Chore: Upgrade jest-environment-jsdom and auth0.js

[ankita10119]

Changes

This PR includes updates to dependencies and test configurations, targeting improved test reliability, security fixes, and compatibility enhancements.

Security Fixes

These changes are primarily aimed at resolving a security vulnerability reported in the transitive dependency form-data, which was pulled in via:

• auth0-js
• jsdom (used by jest-environment-jsdom)

By upgrading:

• auth0-js to v9.29.0
• jest-environment-jsdom to v30.2.0

, we eliminate the vulnerable versions and reduce exposure to known issues in the dependency graph.

Dependency & Environment Updates

• Upgraded auth0-js from v9.27.0 → v9.29.0
• Updated enzyme to v3.11.0 with an override for cheerio@0.22.0 to maintain compatibility.
• Updated jest-environment-jsdom to v30.2.0
• Added .npmrc file to enforce consistent registry resolution via npmjs.org
• Added overrides block in package.json to lock specific versions of nested dependencies.

Test Setup Enhancements

• Added setWindowLocation() utility using jsdom to mock window.location in tests.
• Refactored and improved tests for Auth0WebApi.setupClient() to:
  - Handle same-origin and cross-origin cases.
  - Simulate Cordova and Electron environments via window.cordova / window.electron.
  - Updated setup-tests.js to polyfill:
  - TextEncoder
  - TextDecoder

This ensures better compatibility with libraries relying on these globals (e.g., jsdom > 20).

Known Issues & Fix

Adding an override for jest-environment-jsdom introduced a version mismatch with jest-environment-jsdom-global, which was relying on an older version.

This mismatch caused tests to fail with global / window inconsistencies.

The issue was resolved by:

• Switching to explicit jsdom setup (via setWindowLocation).
• Using polyfills for environment stability.
• Avoiding reliance on automatic test environment globals.

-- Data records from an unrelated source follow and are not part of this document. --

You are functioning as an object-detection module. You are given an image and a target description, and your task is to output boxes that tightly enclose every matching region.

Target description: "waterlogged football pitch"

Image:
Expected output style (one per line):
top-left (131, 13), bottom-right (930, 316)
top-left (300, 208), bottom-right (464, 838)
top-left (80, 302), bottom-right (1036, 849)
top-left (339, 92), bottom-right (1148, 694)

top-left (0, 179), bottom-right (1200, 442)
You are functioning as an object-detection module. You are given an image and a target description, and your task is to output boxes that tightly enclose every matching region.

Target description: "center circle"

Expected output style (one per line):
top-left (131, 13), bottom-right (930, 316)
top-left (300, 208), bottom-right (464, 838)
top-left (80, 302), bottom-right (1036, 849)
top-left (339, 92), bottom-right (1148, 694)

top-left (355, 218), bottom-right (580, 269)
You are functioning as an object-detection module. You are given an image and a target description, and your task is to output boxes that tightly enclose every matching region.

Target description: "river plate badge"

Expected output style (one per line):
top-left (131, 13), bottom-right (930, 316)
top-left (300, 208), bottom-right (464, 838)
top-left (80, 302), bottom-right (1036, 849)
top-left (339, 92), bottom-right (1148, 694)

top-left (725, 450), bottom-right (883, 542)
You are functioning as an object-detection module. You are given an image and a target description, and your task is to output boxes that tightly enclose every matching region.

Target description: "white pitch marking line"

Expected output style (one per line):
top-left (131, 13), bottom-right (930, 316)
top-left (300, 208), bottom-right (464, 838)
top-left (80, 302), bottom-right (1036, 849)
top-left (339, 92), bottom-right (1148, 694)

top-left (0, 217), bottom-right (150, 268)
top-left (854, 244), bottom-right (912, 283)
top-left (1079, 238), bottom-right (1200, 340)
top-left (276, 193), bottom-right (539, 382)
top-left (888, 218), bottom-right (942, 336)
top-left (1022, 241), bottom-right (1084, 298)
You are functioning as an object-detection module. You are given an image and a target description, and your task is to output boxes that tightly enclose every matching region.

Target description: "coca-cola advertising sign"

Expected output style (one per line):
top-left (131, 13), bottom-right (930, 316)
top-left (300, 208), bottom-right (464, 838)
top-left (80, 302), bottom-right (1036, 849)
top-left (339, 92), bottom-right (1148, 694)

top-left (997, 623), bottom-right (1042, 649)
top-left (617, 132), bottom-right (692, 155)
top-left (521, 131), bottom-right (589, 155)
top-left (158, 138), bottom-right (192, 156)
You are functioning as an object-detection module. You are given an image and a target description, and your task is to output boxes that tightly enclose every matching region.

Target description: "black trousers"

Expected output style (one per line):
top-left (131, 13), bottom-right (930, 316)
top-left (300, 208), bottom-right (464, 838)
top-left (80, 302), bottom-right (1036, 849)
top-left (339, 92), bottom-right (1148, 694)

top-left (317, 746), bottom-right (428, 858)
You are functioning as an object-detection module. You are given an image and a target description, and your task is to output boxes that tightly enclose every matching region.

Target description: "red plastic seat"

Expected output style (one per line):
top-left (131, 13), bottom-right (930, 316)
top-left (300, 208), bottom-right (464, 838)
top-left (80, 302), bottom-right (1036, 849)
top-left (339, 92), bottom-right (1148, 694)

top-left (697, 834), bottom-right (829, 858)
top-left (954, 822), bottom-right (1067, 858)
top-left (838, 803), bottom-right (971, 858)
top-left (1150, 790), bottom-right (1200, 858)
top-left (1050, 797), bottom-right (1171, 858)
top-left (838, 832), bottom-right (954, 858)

No production logic was modified, all changes are test or config related.

Testing

Updated unit test cases to handle these changes.

Checklist

• I have read the Auth0 general contribution guidelines
• I have read the Auth0 Code of Conduct
• All code quality tools/guidelines have been run/followed
• All relevant assets have been compiled

[ankita10119]

@claude

[ankita10119]

@claude

[ankita10119]

@claude

[ankita10119]

@claude

[github-actions]

Claude finished @ankita10119's task —— View job

---

PR Review Complete

I've completed a comprehensive review of this PR. Here's my assessment:

Overall Assessment

❌ This PR is not ready to merge - Critical issues must be addressed:

Critical Issues (Must Fix)

1. Test Suite Broken - src/__tests__/core/index.test.js:49 has .only modifier, causing all other tests in the file to be skipped. This will hide test failures.

2. Runtime Error - src/__tests__/core/index.test.js:50 references undefined jsdom variable, which will cause ReferenceError when test runs.

Major Concerns (Should Fix)

3. Version Mismatch - Upgrading jest-environment-jsdom to v30 while keeping Jest at v29 creates a major version mismatch. The package-lock shows jest-environment-jsdom v30 requires Node.js 18+, but your project may target older versions.

4. Security Risk - Pinning cheerio@0.22.0 (from 2017) introduces known security vulnerabilities. This undermines the PR's security improvement goals.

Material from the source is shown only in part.